Putting greater emphasis on Ukraine, both Tokyo and New Delhi agreed to a “four-point plan”, in order to have a joint approach to the Ukraine crisis as close strategic partners, Hikariko Ono, Press Secretary and Director-General for Press and Public Diplomacy, Japan Government, told reporters before PM Kishida left for Cambodia, his next stop after India.

According to the four-point plan, both India and Japan have agreed that they will “not tolerate” any unilateral and forceful change in status quo of Ukraine or any country in the world, they will continue to push for a peaceful settlement of the conflict, Japan and India will also jointly address the situation whenever needed and finally, they will work together in giving humanitarian aid and assistance to Ukraine.

“Prime Minister Kishida asked Prime Minister Modi to cooperate on this issue,” the spokesperson said. She added that PM Kishida has even asked PM Modi to continue having a dialogue with Russian President Vladimir Putin on this issue, in order to maintain the international order.

According to a joint statement issued by both sides on the summit, the two Prime Ministers “expressed their serious concern about the ongoing conflict and humanitarian crisis in Ukraine and assessed its broader implications, particularly to the Indo-Pacific region. They emphasized that the contemporary global order has been built on the UN Charter, international law and respect for sovereignty and territorial integrity of states.”

The statement added: “They underscored the importance of safety and security of nuclear facilities in Ukraine and acknowledged active efforts of the IAEA towards it. They reiterated their call for an immediate cessation of violence and noted that there was no other choice but the path of dialogue and diplomacy for resolution of the conflict. The leaders affirmed that they would undertake appropriate steps to address the humanitarian crisis in Ukraine.”

According to Ono, PM Kishida — who is from Hiroshima, one of two Japan cities destroyed in US atomic bombing during World War II — is staunchly opposed to nuclear threats and believes that such kind of moves “cannot be tolerated”.

The spokesperson stressed on the fact that although Russia was not mentioned in the joint statement, it was nevertheless extensively discussed.

“Joint statement is not actually the same as what was discussed … Joint statement is a joint statement … I can tell you there was in-depth discussion on Ukraine and they agreed on the four points,” said Ono.
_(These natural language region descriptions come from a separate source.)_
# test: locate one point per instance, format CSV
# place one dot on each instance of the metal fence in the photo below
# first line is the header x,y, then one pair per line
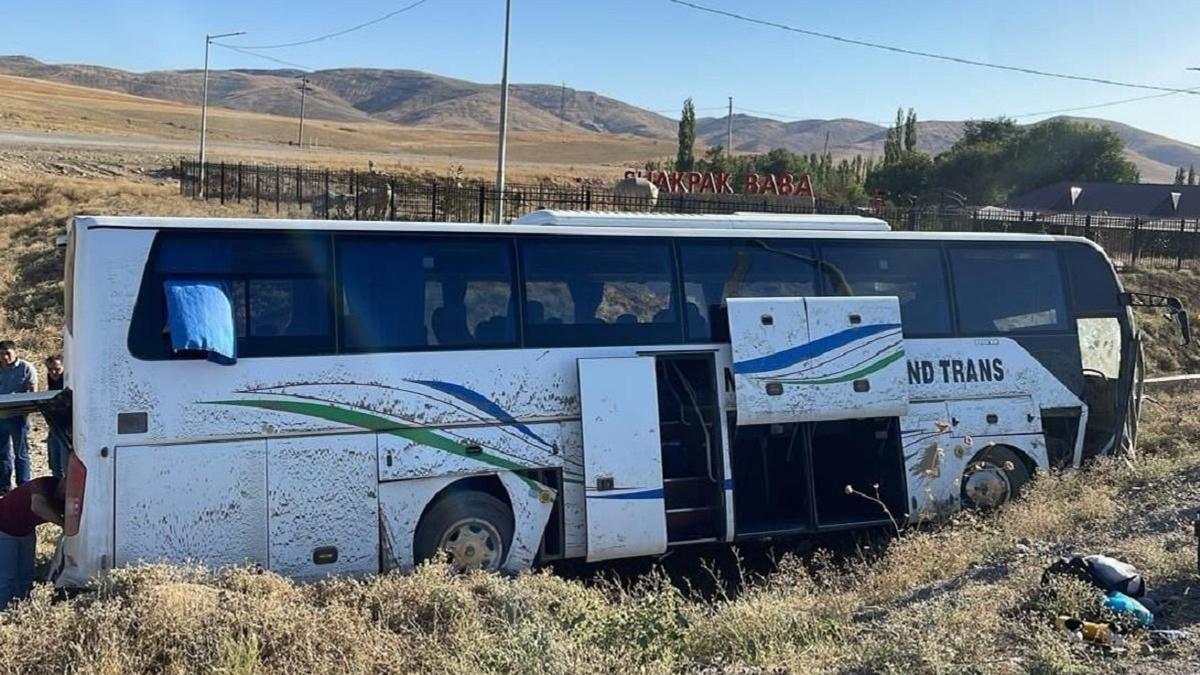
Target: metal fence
x,y
348,193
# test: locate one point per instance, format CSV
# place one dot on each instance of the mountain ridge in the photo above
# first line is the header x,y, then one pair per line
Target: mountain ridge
x,y
421,99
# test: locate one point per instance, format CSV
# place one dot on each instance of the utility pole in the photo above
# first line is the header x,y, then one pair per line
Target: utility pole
x,y
562,107
304,88
504,119
729,131
204,100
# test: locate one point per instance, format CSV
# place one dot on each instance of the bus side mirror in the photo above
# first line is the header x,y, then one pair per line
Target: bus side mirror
x,y
1176,312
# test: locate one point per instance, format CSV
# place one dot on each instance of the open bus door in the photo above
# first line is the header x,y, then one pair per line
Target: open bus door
x,y
54,406
622,458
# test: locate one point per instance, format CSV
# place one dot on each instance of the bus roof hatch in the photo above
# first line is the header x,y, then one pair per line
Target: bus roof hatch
x,y
707,221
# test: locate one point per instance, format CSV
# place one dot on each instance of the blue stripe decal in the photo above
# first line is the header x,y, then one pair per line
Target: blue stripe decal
x,y
652,494
815,348
480,402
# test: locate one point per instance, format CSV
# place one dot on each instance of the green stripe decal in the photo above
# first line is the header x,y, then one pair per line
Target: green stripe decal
x,y
373,423
853,375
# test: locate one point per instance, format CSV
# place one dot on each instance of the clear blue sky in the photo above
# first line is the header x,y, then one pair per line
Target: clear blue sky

Foreign Secretary Harsh Vardhan Shringla said both PMs “assessed the broader implications” of the Ukraine war in the Indo-Pacific region.

Japan is scheduled to soon host an in-person Quad Leaders’ Summit.
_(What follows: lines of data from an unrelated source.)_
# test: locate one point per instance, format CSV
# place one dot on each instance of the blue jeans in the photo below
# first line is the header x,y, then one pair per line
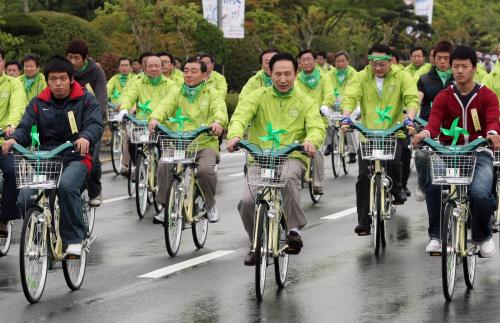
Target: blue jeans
x,y
482,201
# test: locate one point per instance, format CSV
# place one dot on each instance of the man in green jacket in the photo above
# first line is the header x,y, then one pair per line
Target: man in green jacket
x,y
380,86
318,86
33,81
203,105
13,102
280,106
214,79
262,78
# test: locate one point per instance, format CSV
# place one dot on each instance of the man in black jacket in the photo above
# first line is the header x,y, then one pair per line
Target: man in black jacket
x,y
92,77
65,111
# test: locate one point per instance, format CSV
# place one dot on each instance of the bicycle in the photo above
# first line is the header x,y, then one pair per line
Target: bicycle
x,y
268,170
185,199
40,238
379,146
453,166
146,164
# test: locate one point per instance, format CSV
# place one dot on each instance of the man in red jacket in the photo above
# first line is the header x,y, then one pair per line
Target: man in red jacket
x,y
477,109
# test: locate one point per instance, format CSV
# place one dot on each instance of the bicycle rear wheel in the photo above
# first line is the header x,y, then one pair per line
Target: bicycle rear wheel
x,y
448,252
34,255
5,241
173,218
261,251
281,262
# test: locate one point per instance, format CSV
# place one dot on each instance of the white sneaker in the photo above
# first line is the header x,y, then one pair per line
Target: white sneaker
x,y
74,249
487,248
433,246
419,195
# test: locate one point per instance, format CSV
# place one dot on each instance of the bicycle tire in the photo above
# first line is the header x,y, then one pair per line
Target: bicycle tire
x,y
173,218
261,249
33,287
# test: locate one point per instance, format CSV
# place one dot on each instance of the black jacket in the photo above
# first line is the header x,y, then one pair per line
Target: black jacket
x,y
53,122
430,85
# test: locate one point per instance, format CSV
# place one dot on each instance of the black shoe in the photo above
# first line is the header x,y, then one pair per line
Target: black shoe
x,y
363,230
328,150
249,259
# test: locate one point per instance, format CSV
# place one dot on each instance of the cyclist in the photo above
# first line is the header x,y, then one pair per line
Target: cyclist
x,y
318,86
477,107
11,111
379,87
261,78
204,106
64,111
288,108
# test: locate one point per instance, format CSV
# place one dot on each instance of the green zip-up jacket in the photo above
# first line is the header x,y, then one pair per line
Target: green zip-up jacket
x,y
141,91
218,82
295,112
115,85
207,108
38,85
399,91
13,101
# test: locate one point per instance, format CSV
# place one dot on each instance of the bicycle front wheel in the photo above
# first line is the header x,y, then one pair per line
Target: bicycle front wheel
x,y
34,255
261,251
448,252
5,241
173,218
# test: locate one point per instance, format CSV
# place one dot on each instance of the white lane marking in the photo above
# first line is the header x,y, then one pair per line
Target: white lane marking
x,y
162,272
115,199
339,215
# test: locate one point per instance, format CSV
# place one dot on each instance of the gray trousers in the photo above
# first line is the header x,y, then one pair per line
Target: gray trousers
x,y
207,160
291,200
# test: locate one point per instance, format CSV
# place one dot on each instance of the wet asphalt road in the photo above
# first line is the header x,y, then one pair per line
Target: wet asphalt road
x,y
336,278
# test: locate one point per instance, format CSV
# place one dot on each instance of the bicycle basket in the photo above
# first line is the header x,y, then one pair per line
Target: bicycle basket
x,y
448,169
378,147
37,174
178,150
267,170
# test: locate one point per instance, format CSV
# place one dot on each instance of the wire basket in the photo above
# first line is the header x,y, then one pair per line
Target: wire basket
x,y
267,170
378,147
448,169
178,150
37,174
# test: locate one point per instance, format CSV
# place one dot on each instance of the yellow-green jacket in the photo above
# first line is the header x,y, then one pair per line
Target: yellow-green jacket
x,y
207,108
218,82
38,86
141,91
295,112
13,101
399,91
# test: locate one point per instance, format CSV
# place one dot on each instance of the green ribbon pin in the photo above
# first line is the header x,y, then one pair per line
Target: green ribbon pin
x,y
273,135
455,131
179,119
India Raises China LAC Standoff With Japan

According to the foreign secretary the issue of China featured prominently in the talks as both countries are facing the brunt of Beijing’s increasing assertiveness in the Indo-Pacific region.

“Both countries did inform each other of their perspectives. We did inform the Japanese side of the situation in Ladakh, massing of troops (by China), attempts at multiple transgressions and also the fact that we were holding talks with China on border related issues. We also made it clear that until and unless there is peace and tranquillity in border areas we cannot consider business as usual (with China),” Shringla said at a media conference after the summit.

He added that Japan raised the matter of East China Sea and South China Sea with regard to China’s growing belligerence there.

Emphasising on the need for non-militarisation and self-restrained, both PMs “reaffirmed their determination to continue prioritising the role of international law, particularly the United Nations Convention on the Law of the Sea (UNCLOS), and facilitate collaboration, including in maritime security, to meet challenges against the rules-based maritime order in the East and South China Seas,” Shringla said.

Japan To Invest $42 Billion In India In Next 5 Years

Kishida, who was on his maiden visit to India as Japan’s PM, announced an investment to the tune of $42 billion (JPY 5 trillion) in India over the next five years, to finance public and private projects of mutual interest.

During the meeting it was also decided that India will now give greater access to its market for Japanese apples, while Indian mangoes will make an entry into that country.

Both leaders “welcomed India’s approval of imports of Japanese apples and relaxation of procedures of Indian mango exports to Japan,” said the joint statement.